What the brain retraining people say, and I hate that term because it sounds very woo-woo and it's kind of bullshitty.
But what these folks say is actually much more like what an addiction is.
specialists might say, which is you have a physiological state that is going to take a long time to recover from.
Right now, we don't have a lot of good interventions for it, but we've seen a lot of success with slow, steady progress in communities that share stories that are positive and help people stick to certain plans.

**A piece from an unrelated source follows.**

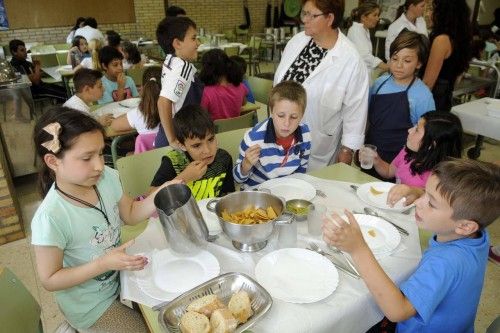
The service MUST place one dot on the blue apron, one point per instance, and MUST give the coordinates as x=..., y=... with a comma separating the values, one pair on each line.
x=388, y=123
x=193, y=96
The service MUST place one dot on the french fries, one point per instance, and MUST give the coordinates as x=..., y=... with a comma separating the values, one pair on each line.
x=250, y=215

And sometimes people relax, and sometimes these plans don't work, and no one is saying that you are choosing to experience these symptoms.
But why not give it a shot?
That, I think, is a lot more like what's happening here.
The only difference, and again, I don't have to talk to you about this, obviously, but people would say, well, there's a big difference.
These post-acute infection syndromes aren't caused by choices I made in the past.
And it's like, whatever, man.
Are you blaming addicts for their state and you're saying you're different from them fundamentally because you didn't choose to get infected by a virus?
But that's also cruel.
And that's also misguided.
So I would push back hard on that objection to the analogy I'm making here.
Either way, the broader physiological point remains.
And I just think it's really important that people see that.